While we were separate,
We were stitched together
by light, darkness, and silence.
I knew it was tired of carrying my weight,
It dragged behind me,
heavy with old secrets and pain.
As we journeyed, passing buildings, trees, and people
I'd see it stretch beyond me—
pointing so far ahead
to a future I couldn't see—
Before coming back to swallow me whole,
Until I don't know where my skin
and my darkness meet.
Shadows are stubborn.
They don't disappear when you look away.
They don't soften when you beg them to.
They will stretch, bend, reshape,
and hold your posture in its image
until you realize you're the one casting it.

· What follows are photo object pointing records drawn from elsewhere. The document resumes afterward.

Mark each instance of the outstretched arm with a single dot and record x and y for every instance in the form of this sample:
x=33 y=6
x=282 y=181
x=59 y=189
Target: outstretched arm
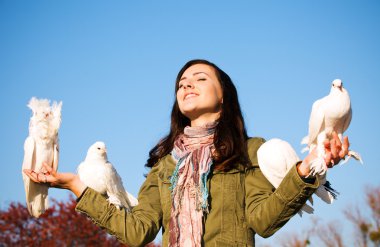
x=55 y=179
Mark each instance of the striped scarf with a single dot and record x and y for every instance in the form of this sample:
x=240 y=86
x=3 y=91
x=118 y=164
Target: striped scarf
x=192 y=152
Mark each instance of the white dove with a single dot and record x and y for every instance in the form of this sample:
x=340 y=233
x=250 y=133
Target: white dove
x=329 y=114
x=276 y=157
x=98 y=173
x=41 y=146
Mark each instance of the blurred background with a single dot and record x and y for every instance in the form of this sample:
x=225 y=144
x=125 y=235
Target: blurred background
x=113 y=65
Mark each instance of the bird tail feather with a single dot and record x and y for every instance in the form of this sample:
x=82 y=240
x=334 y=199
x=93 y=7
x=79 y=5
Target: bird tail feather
x=354 y=155
x=37 y=200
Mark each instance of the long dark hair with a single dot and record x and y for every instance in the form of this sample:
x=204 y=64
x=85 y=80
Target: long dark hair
x=230 y=133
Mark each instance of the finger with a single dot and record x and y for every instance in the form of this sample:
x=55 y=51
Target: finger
x=328 y=159
x=31 y=174
x=334 y=151
x=49 y=169
x=337 y=139
x=326 y=143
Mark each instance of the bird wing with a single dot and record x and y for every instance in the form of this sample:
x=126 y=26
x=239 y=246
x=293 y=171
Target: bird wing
x=317 y=117
x=115 y=186
x=29 y=159
x=133 y=200
x=56 y=155
x=347 y=121
x=275 y=158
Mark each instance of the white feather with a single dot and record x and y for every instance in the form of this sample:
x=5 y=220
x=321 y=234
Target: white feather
x=98 y=173
x=42 y=145
x=276 y=157
x=330 y=113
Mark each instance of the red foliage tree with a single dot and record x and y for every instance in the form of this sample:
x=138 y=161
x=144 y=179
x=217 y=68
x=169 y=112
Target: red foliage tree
x=60 y=225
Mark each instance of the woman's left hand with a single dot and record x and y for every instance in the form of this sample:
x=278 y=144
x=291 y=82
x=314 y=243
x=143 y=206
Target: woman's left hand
x=335 y=151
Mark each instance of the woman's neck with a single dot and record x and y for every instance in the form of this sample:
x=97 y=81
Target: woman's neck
x=204 y=119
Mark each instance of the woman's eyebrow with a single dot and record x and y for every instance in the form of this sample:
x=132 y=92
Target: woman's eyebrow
x=196 y=73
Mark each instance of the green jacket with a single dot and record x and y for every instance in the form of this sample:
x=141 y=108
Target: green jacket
x=242 y=203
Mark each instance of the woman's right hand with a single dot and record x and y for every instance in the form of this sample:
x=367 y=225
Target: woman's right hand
x=55 y=179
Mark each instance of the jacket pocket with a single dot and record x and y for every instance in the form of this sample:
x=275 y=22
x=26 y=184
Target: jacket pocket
x=221 y=242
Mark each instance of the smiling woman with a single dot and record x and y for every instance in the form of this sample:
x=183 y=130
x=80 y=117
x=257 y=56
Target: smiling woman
x=205 y=187
x=199 y=94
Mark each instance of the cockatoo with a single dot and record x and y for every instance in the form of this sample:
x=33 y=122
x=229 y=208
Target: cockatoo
x=98 y=173
x=329 y=114
x=41 y=146
x=276 y=157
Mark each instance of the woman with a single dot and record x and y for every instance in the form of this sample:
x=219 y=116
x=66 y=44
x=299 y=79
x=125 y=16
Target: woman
x=205 y=187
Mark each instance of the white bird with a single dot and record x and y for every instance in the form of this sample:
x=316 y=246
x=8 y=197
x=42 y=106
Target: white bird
x=41 y=146
x=98 y=173
x=276 y=157
x=329 y=114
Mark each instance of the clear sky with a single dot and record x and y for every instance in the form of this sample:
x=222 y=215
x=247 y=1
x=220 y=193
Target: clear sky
x=113 y=64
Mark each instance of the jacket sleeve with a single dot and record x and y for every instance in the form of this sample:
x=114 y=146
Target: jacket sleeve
x=267 y=208
x=135 y=228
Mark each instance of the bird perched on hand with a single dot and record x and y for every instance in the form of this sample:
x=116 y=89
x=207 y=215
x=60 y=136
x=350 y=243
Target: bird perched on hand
x=276 y=157
x=98 y=173
x=41 y=146
x=330 y=114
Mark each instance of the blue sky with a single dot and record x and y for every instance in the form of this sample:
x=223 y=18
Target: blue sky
x=113 y=64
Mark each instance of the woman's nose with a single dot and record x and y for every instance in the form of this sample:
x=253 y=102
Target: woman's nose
x=188 y=84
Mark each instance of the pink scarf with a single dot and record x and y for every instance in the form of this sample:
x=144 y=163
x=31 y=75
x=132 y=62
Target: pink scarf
x=192 y=151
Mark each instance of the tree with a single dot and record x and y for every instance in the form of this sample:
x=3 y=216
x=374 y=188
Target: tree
x=60 y=225
x=366 y=233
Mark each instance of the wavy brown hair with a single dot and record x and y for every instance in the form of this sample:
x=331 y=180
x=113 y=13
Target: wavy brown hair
x=230 y=133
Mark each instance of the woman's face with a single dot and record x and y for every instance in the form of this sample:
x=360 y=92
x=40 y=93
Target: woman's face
x=200 y=94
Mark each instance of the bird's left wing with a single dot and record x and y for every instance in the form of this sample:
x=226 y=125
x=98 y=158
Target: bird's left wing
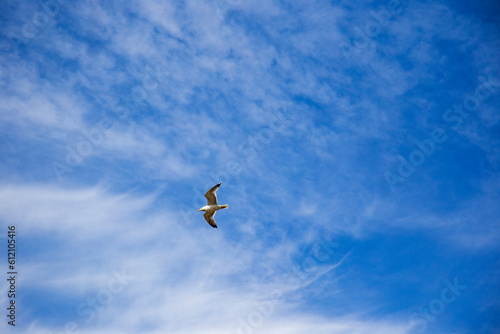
x=211 y=196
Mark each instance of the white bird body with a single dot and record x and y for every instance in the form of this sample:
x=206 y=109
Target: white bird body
x=212 y=206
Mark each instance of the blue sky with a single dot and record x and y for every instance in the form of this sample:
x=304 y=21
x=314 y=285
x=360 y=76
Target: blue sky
x=357 y=143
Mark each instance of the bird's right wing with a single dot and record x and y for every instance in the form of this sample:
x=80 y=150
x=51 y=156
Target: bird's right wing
x=211 y=196
x=209 y=217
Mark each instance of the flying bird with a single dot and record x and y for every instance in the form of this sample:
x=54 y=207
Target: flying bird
x=212 y=206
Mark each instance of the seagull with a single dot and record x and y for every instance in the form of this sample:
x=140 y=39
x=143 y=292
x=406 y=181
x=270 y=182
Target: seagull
x=212 y=206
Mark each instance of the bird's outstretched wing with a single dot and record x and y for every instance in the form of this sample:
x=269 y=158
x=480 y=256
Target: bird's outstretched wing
x=211 y=196
x=209 y=217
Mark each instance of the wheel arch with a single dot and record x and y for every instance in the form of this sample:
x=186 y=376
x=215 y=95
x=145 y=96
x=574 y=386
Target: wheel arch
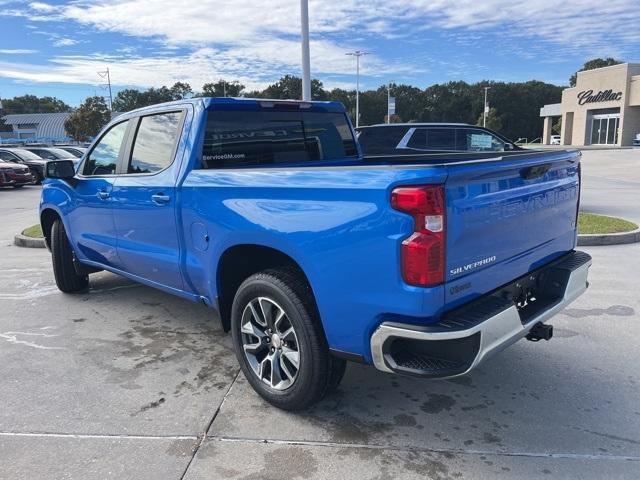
x=47 y=218
x=239 y=262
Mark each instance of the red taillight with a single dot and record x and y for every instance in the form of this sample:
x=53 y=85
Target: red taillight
x=423 y=252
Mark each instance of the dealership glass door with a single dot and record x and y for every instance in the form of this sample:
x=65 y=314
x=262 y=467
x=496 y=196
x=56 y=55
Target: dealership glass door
x=604 y=129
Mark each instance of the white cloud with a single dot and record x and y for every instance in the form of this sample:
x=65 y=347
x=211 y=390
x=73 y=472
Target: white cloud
x=64 y=42
x=17 y=51
x=578 y=23
x=256 y=42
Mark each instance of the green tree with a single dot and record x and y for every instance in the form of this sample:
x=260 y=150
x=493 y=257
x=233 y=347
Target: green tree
x=592 y=65
x=290 y=87
x=347 y=98
x=88 y=119
x=222 y=88
x=128 y=99
x=33 y=104
x=131 y=98
x=180 y=91
x=493 y=120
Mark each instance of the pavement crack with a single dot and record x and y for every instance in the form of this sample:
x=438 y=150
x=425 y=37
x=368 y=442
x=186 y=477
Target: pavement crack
x=203 y=436
x=98 y=436
x=454 y=451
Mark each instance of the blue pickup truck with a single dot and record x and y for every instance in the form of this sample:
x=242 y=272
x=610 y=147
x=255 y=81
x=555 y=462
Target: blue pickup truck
x=314 y=254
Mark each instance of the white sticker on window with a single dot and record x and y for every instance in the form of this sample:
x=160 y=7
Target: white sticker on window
x=480 y=140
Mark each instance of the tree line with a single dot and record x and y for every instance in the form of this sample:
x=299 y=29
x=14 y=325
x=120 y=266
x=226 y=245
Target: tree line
x=514 y=106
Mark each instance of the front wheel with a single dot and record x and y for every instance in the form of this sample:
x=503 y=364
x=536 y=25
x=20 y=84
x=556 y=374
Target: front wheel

My shadow isn't my wounds.
It isn't my enemy.
It is proof that I am living—
proof that I carry both light and darkness,
Leaving something behind
that the light cannot erase.
Even in my breaking,
I refuse to be consumed by my darkness.
If my shadow is still here,
then so am I.
It's simply an echo—
an echo that can only exist
because of the sounds I make.
Let it stretch beyond you,
let it fall behind,
let light and darkness fall where they will,
While in it's company,
refusing to be undone.
Where I walk,
my shadow will follow.
We are as separate as we are whole.
Sometimes grief needs fresh air too.